I have maybe twenty books, and my childhood ticket/leaflet/map collection. The large piles of Buses mags were long ago thinned to a core of cherished meaning for the usual reasons, and yet even that will likely go soon, for lack of enduring value to me in middle age. I still check it for free at the Supermarket library, shamelessly cover to cover, the cost (even as a digital download) far exceeding my desire for the knowledge. I was never a huge photographer, and that only came in adulthood, once you could conduct that hobby without the shame of a visit to Boots. Being verbally abused by a driver is not fun, but it only happened once, the lack of any inherent desire to catalogue, publish or trade my photos better explains photography losing its interest for me. A collection of 1:72 scale models begun in middle age has definitely superseded all these as my collecting/visual muse, but the ticket collection will always be precious to me.

I never got too obsessive about any one specific part of the whole field (I only collected the tickets I bought, for example, never travelling simply to buy one, much less buying them second hand), never going as far as joining societies or taking newsletters. I've always been a generalist, interested in everything, perhaps suffering for that given I have always seemed to feel both quite at home and very out of place at enthusiast events. There was never really a coming out to friends and family, more of a general but unavoidable growing awareness, and I do proudly display my models. But I sense they, while confused, don't see my hobby as all that odd, given I can quite easily explain why it appeals, in a very rational way. Everyone has their thing, and this is mine, but it's not like I don't also like football and beer, like the Muggles, for whom buses seem to be magical and mysterious, and thus sadly typically avoided if they can help it. I am always amused and oddly chuffed at being seen as a Savant for knowing what we all consider to be the very basics of the bus industry.

I have never understood YouTubing or rivet counting, much less spotting (as distinct from recognition) and only briefly tried to create comprehensive fleet histories on spreadsheets. But I would be lying if I said I hadn't experimented to see if any of that sort of thing appealed, and bear no judgement on those who have these interests. Nor those who have done much deeper dives into very specific areas, or those for whom buses are far more interesting than football or beer. My hat is very much tipped to anyone who goes as far as preservation or voluntering/presenting. I've certainly deconstructed diagrams and pondered depot/station design, but only in my head. I'm the sort of guy whose interests cross pollinate and whose attention wanders if a task gets too onerous or unassailable without huge effort or commitment.

Historically, and now well in rear view mirror, some things I have done were in hindsight clearly not for healthy reasons, such as seeking knowledge/understanding or having fun.
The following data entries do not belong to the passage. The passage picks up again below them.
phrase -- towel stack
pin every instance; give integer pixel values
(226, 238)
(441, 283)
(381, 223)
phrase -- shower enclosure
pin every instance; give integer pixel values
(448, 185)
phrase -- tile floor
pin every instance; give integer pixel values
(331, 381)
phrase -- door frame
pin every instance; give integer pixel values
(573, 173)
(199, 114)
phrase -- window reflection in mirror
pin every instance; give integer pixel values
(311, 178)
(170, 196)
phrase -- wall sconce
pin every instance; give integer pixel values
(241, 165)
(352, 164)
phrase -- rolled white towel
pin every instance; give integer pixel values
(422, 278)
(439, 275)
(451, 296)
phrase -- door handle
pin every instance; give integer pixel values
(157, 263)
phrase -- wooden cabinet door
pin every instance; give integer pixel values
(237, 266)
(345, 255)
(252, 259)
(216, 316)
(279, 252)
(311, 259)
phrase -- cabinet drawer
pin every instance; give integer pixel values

Perhaps related, I did spend hours tracing London maps as a student, and years cataloguing other people's photos (but not my own!?), which is pretty sad I guess, but I'm comfortable with it being part of who I am now, at least the former, while the latter still does seem like a tremendous waste of time. Driving ten hours in one day to attend my home town's centenary rally is both manifestly absurd and totally understandable to my sense of self. Werdly, that trip aside, I've done way more obsessive/costly/embarassing/social things in pursuit of an interest in trains and railways, but for whatever reason, perhaps the personal connection, I feel way more comfortable calling myself a bus enthusiast, and I at least know that the trains stuff was squarely about liking trains and having fun.